Patrick M. Gamble died in February, 1891. In March, 1892, Mr. Lindsay filed the original bill in this case, asking for an accounting and winding up of the partnership business. In December, 1895, petitioners obtained judgment against Henry Gamble in the action of replevin for upwards of $7,000, having waived judgment for the return of the lumber. Execution against Henry Gamble was returned unsatisfied, and petitioners sued Mr. Lindsay on the bond and obtained judgment. Upon learning of the fund deposited with Lindsay & Gamble, they filed this petition to have it applied upon their judgment. Petitioners have never taken steps to obtain judgment on the bond against the estate of Patrick M. Gamble. The firm of Lindsay & Gamble is solvent, but Patrick M. Gamble’s estate is not.

It is claimed by counsel for the administrator that between the entry in November, 1890, and the second entry in August, 1891, “ the money had been applied to the payment of Henry Gamble’s paper, as far as it would go.” We are unable to find any testimony in the record to this effect, except what implication may arise from his having been credited with the money upon the books of the firm; and, as to that, it does not appear that the entry was acceded to by either of the sureties. It is true that the firm of Lindsay & Gamble paid out moneys on account of Henry Gamble, and Henry Gamble became their debtor; but the payments were made upon obligations previously incurred, and it does not appear that it was their intention to devote this particular fund to that purpose.

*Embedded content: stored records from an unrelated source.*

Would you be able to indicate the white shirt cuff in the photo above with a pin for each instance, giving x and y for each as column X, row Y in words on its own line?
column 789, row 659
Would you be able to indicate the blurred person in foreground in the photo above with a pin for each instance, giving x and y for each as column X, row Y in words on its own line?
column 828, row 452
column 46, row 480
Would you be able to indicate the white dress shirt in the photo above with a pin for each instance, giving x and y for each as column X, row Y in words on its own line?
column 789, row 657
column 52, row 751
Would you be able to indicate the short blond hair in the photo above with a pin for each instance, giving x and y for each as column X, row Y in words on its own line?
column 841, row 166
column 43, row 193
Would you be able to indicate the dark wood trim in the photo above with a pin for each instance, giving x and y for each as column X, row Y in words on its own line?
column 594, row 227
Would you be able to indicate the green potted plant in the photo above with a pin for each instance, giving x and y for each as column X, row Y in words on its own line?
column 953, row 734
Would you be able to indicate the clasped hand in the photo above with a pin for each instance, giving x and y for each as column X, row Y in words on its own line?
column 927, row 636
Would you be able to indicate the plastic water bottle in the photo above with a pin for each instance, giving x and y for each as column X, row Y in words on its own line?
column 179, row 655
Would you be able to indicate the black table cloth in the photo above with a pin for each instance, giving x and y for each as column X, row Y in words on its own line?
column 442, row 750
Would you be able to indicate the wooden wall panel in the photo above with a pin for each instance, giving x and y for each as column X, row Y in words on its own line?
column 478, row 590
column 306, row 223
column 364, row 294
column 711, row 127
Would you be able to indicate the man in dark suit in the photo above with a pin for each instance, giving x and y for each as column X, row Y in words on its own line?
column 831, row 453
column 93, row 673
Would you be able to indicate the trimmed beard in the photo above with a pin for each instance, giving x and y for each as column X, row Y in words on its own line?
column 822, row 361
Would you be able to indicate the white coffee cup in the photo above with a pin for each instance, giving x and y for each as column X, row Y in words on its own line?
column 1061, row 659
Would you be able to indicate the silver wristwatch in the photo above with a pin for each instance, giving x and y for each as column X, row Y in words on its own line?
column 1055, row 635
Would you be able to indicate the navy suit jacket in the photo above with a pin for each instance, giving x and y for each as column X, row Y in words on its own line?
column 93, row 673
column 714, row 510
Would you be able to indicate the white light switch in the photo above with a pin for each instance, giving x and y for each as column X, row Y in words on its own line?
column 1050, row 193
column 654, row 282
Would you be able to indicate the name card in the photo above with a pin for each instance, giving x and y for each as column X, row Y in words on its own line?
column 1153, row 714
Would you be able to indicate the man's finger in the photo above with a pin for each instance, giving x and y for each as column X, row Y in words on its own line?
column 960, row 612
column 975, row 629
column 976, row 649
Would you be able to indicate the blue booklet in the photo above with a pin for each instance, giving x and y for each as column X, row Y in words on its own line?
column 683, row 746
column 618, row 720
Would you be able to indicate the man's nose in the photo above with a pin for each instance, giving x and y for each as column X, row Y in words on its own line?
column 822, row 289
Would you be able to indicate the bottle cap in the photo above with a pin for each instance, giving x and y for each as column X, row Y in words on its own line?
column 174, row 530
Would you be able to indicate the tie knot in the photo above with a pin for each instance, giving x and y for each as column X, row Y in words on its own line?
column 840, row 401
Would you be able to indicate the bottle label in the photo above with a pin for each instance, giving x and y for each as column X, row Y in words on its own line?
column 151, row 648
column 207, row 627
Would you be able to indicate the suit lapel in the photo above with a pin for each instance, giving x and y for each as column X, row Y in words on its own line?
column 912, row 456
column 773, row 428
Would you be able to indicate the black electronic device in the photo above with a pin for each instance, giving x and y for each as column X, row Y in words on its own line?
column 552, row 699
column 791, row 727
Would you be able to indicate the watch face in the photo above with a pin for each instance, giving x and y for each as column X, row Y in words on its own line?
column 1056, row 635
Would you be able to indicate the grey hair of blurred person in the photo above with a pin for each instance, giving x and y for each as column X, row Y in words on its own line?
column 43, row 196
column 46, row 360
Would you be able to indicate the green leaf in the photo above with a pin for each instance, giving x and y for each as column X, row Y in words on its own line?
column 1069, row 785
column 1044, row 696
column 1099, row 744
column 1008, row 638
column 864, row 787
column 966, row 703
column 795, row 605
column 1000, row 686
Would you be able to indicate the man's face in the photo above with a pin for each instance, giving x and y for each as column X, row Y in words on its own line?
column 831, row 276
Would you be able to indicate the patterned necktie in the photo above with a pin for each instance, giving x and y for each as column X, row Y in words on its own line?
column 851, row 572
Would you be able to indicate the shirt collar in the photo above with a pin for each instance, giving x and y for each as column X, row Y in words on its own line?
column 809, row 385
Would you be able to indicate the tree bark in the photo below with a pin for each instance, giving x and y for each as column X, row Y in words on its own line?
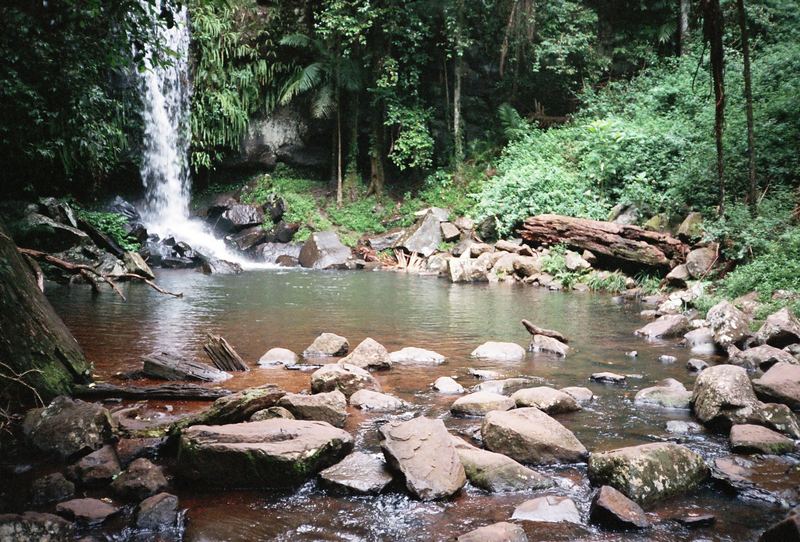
column 748, row 101
column 38, row 354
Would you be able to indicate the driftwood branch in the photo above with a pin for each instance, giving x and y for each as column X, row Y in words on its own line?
column 90, row 274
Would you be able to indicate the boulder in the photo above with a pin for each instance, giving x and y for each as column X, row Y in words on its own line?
column 729, row 324
column 528, row 435
column 755, row 439
column 324, row 250
column 98, row 468
column 358, row 473
column 780, row 384
column 422, row 450
column 140, row 480
column 328, row 407
column 446, row 384
column 343, row 377
column 541, row 343
column 669, row 325
column 545, row 399
column 278, row 356
column 68, row 427
column 496, row 532
column 780, row 329
column 648, row 472
column 479, row 403
column 412, row 354
column 267, row 453
column 499, row 351
column 158, row 513
column 612, row 509
column 423, row 238
column 327, row 345
column 86, row 511
column 373, row 400
column 668, row 393
column 549, row 509
column 495, row 472
column 370, row 355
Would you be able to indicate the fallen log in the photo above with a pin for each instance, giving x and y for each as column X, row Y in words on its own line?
column 169, row 392
column 168, row 366
column 222, row 354
column 624, row 245
column 536, row 330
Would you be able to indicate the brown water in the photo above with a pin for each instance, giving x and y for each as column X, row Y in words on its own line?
column 260, row 310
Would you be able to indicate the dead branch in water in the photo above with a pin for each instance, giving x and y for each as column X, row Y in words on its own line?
column 90, row 274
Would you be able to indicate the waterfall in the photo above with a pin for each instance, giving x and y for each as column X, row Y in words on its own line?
column 166, row 93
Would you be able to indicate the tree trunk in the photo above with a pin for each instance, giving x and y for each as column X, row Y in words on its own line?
column 748, row 101
column 37, row 351
column 712, row 33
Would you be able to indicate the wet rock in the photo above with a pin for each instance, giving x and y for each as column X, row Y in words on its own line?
column 496, row 472
column 158, row 513
column 781, row 384
column 278, row 356
column 729, row 324
column 422, row 450
column 267, row 453
column 412, row 354
column 98, row 468
column 327, row 345
column 34, row 526
column 446, row 384
column 545, row 399
column 50, row 488
column 380, row 402
column 479, row 403
column 649, row 472
column 507, row 386
column 86, row 511
column 343, row 377
column 612, row 509
column 549, row 509
column 540, row 343
column 695, row 365
column 581, row 395
column 529, row 435
column 328, row 407
column 499, row 351
column 370, row 355
column 669, row 325
column 668, row 393
column 68, row 427
column 424, row 238
column 608, row 378
column 140, row 480
column 755, row 439
column 359, row 473
column 780, row 329
column 759, row 358
column 324, row 250
column 496, row 532
column 270, row 413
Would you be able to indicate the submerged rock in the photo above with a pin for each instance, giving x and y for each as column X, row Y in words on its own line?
column 422, row 450
column 268, row 453
column 649, row 472
column 529, row 435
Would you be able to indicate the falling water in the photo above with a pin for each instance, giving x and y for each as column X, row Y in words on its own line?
column 166, row 92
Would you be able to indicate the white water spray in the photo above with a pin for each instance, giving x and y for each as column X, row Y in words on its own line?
column 166, row 92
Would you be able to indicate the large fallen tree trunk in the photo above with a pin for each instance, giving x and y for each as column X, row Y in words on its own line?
column 39, row 357
column 626, row 246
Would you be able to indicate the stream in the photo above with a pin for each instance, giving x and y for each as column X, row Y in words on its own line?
column 258, row 310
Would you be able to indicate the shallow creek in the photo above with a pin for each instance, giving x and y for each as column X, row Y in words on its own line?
column 289, row 308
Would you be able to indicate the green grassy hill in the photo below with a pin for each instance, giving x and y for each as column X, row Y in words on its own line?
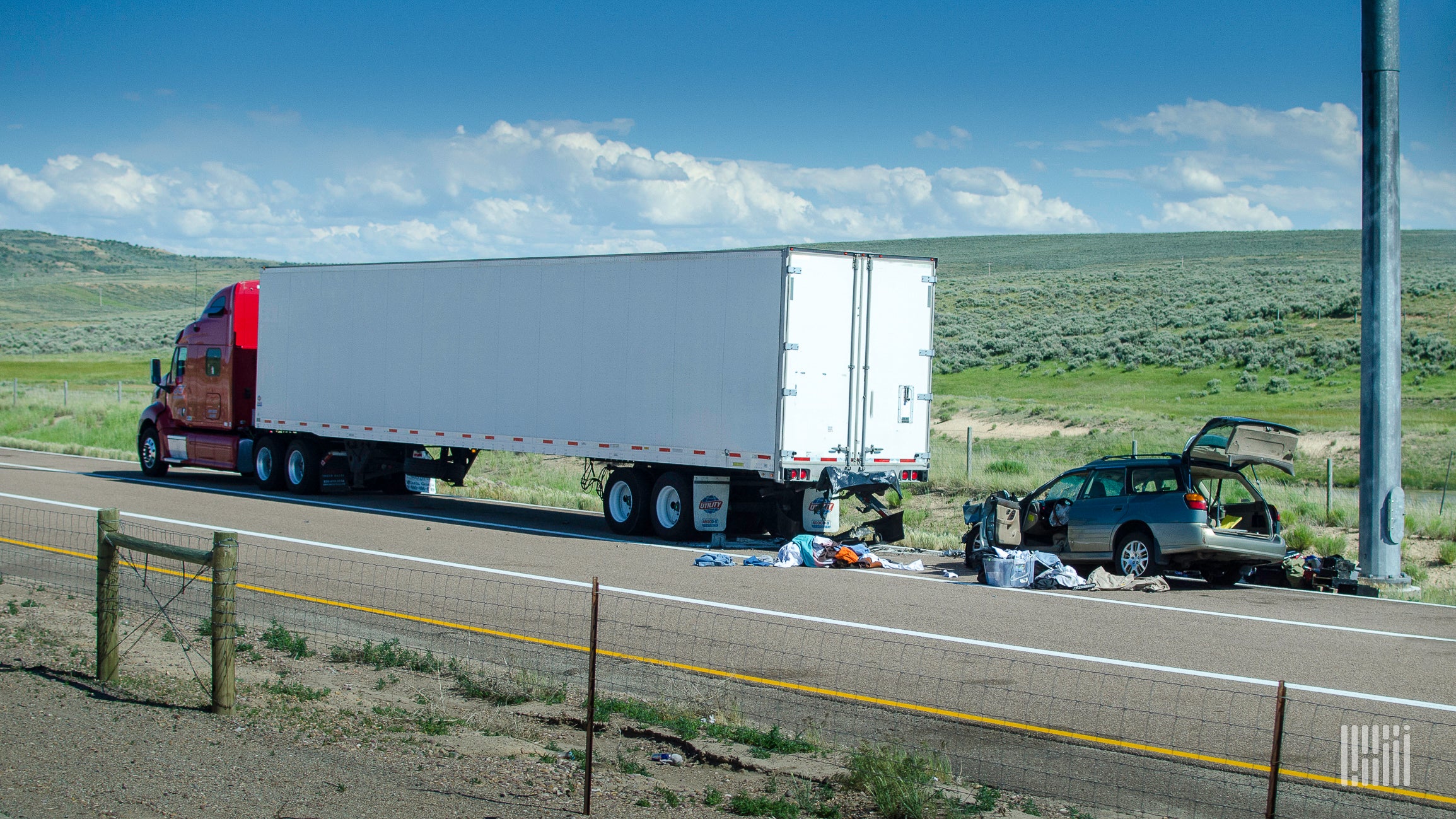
column 64, row 294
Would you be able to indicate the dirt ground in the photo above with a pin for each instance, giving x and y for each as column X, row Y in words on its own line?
column 315, row 740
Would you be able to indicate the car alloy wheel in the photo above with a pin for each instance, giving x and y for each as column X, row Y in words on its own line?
column 1134, row 557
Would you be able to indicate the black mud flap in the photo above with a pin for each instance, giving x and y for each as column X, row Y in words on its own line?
column 865, row 488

It was decided in Mannausau v. Wallace, 87 Mich. 543 (49 N. W. 1082), that the mere institution of an action of replevin and the giving of the bond by the plaintiff does not operate to pass title to the plaintiff; that the defend*353ant may, notwithstanding, repossess himself of the property, if it is in fact his properly. It would seem to follow that, where he is able to identify the fund realized upon a sale of such property, he would be entitled to pursue that fund. On the other hand, if we assume that, upon taking judgment, the defendants in replevin became creditors of the plaintiff in replevin, Lindsay and Gamble were sureties, and we can see no reason why, as to a fund in the hands of Lindsay & Gamble, received as a security for these sureties, the principal creditors may not be subrogated. In fact, we think the case of Union Nat. Bank v. Rich, 106 Mich. 328 (64 N. W. 339), is ample authority for such substitution. It should be noted that it is the theory of the appellant that the undertaking of Lindsay and Gamble upon this bond was not a copartnership undertaking at all, and this is apparently correct. The proceeds of this lumber were paid to them, not for the purpose of liquidating a liability to the partnership, but as security. Evidently for convenience, the fund was deposited in the firm account of Lindsay & Gamble. The assets of the firm were increased by that amount. The firm is solvent. There is no equity in permitting this fund, now in the hands of the receiver, to be diverted to the individual creditors of either of the partners.

The learned circuit judge decreed a payment by the receiver to the petitioners of the proceeds of this lumber, together with the earnings of said fund while in the hands of the receiver. We think the petitioners were entitled to this order, and the same will be affirmed, with costs.

Hooker, O. J., Moore and Grant, JJ., concurred. Long, J., took no part in the decision.